El Tribunal enfatizó que "la demandada y la citada en garantía no han arrimado ninguna probanza que permita tener por configurada la eximente legal de responsabilidad." La pericia mecánica del 23-3-24 concluyó que "la ubicación de los daños en cada uno de los móviles y las trayectorias previas, permiten asignar calidad de embistente al vehículo de la demandada y calidad de embestido al vehículo actor", dictamen que no fue cuestionado. Asimismo, la confesión ficta del demandado (quien se declaró en rebeldía) constituyó un elemento de prueba relevante.
Respecto de la incapacidad sobreviniente, el Tribunal señaló: "Es preciso decir que, a tenor de lo normado por los arts. 726 y artículos antes citados del Código sustantivo, para el progreso del resarcimiento por 'incapacidad', es ineludible probar la existencia de una minusvalía irreversible vinculada causalmente con el accidente, y es, insisto, precisamente esa relación causal la que no ha sido determinada en forma certera." Aunque la pericia médica acreditaba una incapacidad del 18%, el Tribunal consideró que "no hay constancias de que tipo de lesiones sufrió el actor el día del hecho y la magnitud de las mismas" y que la documentación médica disponible era escasa, limitándose a una atención al día siguiente del accidente por dolor cervical.
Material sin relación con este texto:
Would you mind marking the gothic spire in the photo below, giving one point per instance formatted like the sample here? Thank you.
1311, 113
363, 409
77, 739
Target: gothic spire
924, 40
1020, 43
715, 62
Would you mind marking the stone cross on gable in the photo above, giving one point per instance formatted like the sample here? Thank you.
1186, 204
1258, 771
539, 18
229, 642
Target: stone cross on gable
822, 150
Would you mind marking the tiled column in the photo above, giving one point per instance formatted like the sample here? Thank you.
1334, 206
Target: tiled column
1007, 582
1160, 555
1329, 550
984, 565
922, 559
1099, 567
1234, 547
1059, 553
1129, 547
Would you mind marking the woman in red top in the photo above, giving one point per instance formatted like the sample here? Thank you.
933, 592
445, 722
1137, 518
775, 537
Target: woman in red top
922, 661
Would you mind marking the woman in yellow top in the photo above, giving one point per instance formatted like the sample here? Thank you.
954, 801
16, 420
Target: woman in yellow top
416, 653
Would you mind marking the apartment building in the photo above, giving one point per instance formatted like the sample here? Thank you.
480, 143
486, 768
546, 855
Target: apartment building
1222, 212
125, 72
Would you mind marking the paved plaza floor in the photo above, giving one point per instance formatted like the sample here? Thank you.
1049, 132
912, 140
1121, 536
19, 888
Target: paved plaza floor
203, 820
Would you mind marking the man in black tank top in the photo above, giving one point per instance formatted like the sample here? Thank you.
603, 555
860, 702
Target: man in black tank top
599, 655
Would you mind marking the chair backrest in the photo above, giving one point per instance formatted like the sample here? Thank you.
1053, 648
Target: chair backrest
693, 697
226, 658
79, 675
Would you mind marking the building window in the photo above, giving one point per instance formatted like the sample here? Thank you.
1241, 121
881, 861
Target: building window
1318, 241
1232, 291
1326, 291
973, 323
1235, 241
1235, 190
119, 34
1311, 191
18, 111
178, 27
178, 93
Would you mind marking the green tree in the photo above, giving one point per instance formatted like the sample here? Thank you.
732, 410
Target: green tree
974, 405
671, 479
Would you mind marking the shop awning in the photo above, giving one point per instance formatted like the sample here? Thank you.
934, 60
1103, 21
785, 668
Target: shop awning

El Tribunal citó jurisprudencia indicando que "aunque la prueba pericial médica es fundamental para formar convicción sobre la incapacidad de la víctima, los jueces pueden apartarse de las conclusiones de los peritos suministrando los fundamentos de su convicción contraria."
En cuanto al daño psicológico, el Tribunal rechazó la pretensión basándose en que "la perito concluye que 'a través de la evaluación se puede concluir que los hechos de autos no han sido generadores de cuadro psicopatológico alguno para el actor A. F.. No se constatan indicadores de deterioro en áreas vitales que estén relacionados con el motivo de litis'". Este dictamen fue reiterado por la perita pese al cuestionamiento del actor.
Para los gastos terapéuticos, el Tribunal admitió la suma de $ 30.000 considerando que "más allá de que no se ha probado secuela incapacitante sí acreditó la atención médica al día siguiente del hecho por cierta dolencia que puede presumirse fue consecuencia del accidente de autos."
Respecto del daño moral, el Tribunal fijó $ 100.000 considerando que "el actor debió concurrir al Hospital al día siguiente del hecho, lo que importa cierta incomodidad por molestias" y atendiendo "las circunstancias personales del actor, la edad del mismo al momento del accidente."
En materia de intereses, se aplicó una tasa del 6% anual desde la fecha del hecho (29-11-16) hasta la presente sentencia para gastos terapéuticos, daño moral y privación de uso. Para daños materiales, los intereses corrieron desde el hecho hasta la fecha de la pericia mecánica (24-3-24), y posteriormente la tasa pasiva más alta del Banco de la Provincia de Buenos Aires en depósitos a treinta días.